While the grease production process accounts for the smaller portion of emissions — between 5% and 10% combined — proportionately significant reductions can be achieved by optimizing the process, the study team concluded. For example, lithium complex thickeners require an additional step and longer cooking and therefore use more energy.
Dodos said the study provided a sense of the sizes of grease product carbon footprints. Ten of the batches ranged between 0.82 kilograms of CO2 emissions per kilogram of grease and 1.38 kg/kg. The 11th, the much lower viscosity grade batch with significantly higher rerefined content, had a footprint of approximately 0.45 kg/kg.

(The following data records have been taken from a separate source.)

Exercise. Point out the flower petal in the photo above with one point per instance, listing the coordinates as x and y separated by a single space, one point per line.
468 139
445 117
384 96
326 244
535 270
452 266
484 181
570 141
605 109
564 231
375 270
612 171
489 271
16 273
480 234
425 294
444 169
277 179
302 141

To add context, Dodos said the footprint for a kilogram of grease with a score of 0.9 kg/kg would match the impact of a Euro 6 automobile traveling about 0.3 miles. Twenty-two tons of the same grease would equate to a commercial truck traveling from Stuttgart to Athens, approximately 5,000 kilometers, and 220,000 tons of the same grease would match annual emissions from 3,863 Netherlands households.
More Work Ahead
Dodos called the study a significant step toward measuring the sustainability of greases but added that much work remains. Some industry estimates and methodologies for upstream inputs still have room to be honed, he said.
“There are a large number of parameters that are still uncertain, not least the quality of data that is being presented by inbound streams to the process,” he said. “This means that there is significant room for improvement of any value calculated by the use of practically any verified model.”
And the portion of the supply chain downstream from the grease factory gate has yet to be addressed. Estimating the use and end-of-life phases — or improving the emissions they generate — could be especially difficult for grease given that it is collected and recycled at much lower rates than liquid lubricants.
“What is ultimately needed by the industry is life-cycle analysis values for the products,” he said. “This means that product footprint as well as carbon handprint need to be measured, including the fate of the product and the end of life. This requires close collaboration with all industry stakeholders as well as downstream users.”